Здесь и там, в языческой трагедии и в христианской поэме, два начала не только не уравновешивают друг друга, не примиряются, но одно из них до такой степени подчинено другому, подавлено и поглощено другим, что они еще не стремятся к примирению, даже не борются. У Данте ветхая паутина средневековой схоластики, уродливые ужасы теологического ада омрачают первый ранний луч высшей мудрости. У греческих трагиков безнадежные вопли жертв Диониса, беспощадные гимны Року заглушают первый ранний лепет божественной любви и милосердия.
Вот почему дух Возрождения (попытки которого начались в Италии с XIV века и в течение последних пяти веков много раз возобновлялись во всей Европе) выше чем дух эллинского и средневекового мира. Дух Возрождения освободил язычество из-под гнета католицизма и в то же время освободил родники христианского чувства из-под развалин и обломков язычества, схоластики и варварской латыни. Два мировых начала в первый раз встретились в духе Возрождения и вступили в живое взаимодействие, в борьбу, как два равноправных, равносильных бойца. Достижимо ли полное примирение? Это - неразрешенный, быть может, даже неразрешимый, вопрос будущего.
Во всяком случае, драгоценнейшими плодами усилий и борений человечества, признаками подъема на вершины творчества, являются те редкие мгновения, когда два мира достигают хотя бы бессознательного и несовершенного примирения, хотя бы неустойчивого равновесия.
Пушкин первый доказал, что в глубине русского миросозерцания скрываются великие задатки будущего Возрождения-той духовной гармонии, которая для всех народов является самым редким плодом тысячелетних стремлений.
С этой точки зрения становится вполне ясной ошибка тех, которые ставят Пушкина в связь не с Г°те, а с Байроном. Правда, Байрон увеличил силы Пушкина, но не иначе как побежденный враг увеличивает силы победителя, Пушкин поглотил Евфориона, преодолел его крайности, его разлад, претворил его в своем сердце, и устремился дальше, выше- в те ясные сферы всеобъемлющей гармонии, куда звал Г°те и куда за Г°те никто не имел силы пойти, кроме Пушкина.

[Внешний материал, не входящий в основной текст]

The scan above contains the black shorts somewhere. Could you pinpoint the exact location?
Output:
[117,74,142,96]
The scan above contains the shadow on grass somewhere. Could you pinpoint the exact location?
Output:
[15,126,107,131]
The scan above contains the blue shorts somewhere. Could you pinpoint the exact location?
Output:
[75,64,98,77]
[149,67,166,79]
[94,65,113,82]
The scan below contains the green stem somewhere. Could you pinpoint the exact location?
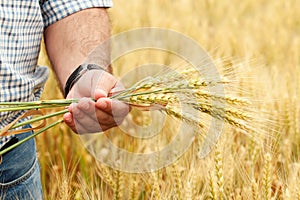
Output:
[0,119,63,156]
[0,99,78,106]
[11,109,69,129]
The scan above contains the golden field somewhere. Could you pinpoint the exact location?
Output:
[37,0,300,199]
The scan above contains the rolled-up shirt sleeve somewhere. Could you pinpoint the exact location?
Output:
[40,0,113,28]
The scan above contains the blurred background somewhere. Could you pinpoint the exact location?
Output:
[37,0,300,199]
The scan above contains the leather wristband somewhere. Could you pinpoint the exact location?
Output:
[64,64,106,98]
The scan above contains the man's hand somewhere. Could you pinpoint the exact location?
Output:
[45,8,129,133]
[64,70,129,134]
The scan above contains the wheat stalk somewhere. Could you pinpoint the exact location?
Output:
[0,65,255,155]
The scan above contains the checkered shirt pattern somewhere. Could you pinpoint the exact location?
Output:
[0,0,112,147]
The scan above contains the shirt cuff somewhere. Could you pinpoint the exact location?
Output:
[41,0,113,28]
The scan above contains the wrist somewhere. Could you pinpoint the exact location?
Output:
[64,64,106,98]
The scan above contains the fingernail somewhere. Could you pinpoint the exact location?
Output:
[97,99,107,109]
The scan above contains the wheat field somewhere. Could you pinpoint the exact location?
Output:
[37,0,300,200]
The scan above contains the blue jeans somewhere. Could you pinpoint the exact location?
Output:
[0,127,42,200]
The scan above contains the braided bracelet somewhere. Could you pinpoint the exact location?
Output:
[64,64,106,98]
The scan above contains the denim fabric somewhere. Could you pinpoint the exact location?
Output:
[0,127,42,200]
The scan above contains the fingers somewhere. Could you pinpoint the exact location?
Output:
[96,98,130,118]
[64,98,128,134]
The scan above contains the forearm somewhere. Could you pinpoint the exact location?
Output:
[45,8,111,88]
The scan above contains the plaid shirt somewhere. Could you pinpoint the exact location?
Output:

Русский поэт сам сознавал себя гораздо ближе к создателю "Фауста", чем к певцу Дон-Жуана. "Гений Байрона бледнел с его молодостью, - пишет двадцатипятилетний Пушкин Вяземскому вскоре после смерти Байрона;- в своих трагедиях, не исключая и "Каина", он уже не тот пламенный демон, который создал "Гяура" и "Чайльд Гарольда". Первые две песни "Дон-Жуана" выше следующих. Его поэзия, видимо, изменилась. Он весь создан был навыворот. Постепенности в нем не было; он вдруг созрел и возмужал-пропел и замолчал, и первые звуки его уже ему не возвратились".
В разговоре со Смирновой Пушкин упоминает о подражаниях Мицкевича Байрону, как об одном из его главных недостатков. "Это - великий лирик, - замечает Пушкин, - пожалуй, еще слишком в духе Байрона, он всегда более меня поддавался его влиянию, он остался тем, чем был в 1826 году".
Вот как русский поэт понимает значение "Фауста": "Фауст" стоит совсем особо. Это последнее слово немецкой литературы, это особый мир, как "Божественная Комедия"; это - в изящной форме альфа и омега человеческой мысли со времен христианства".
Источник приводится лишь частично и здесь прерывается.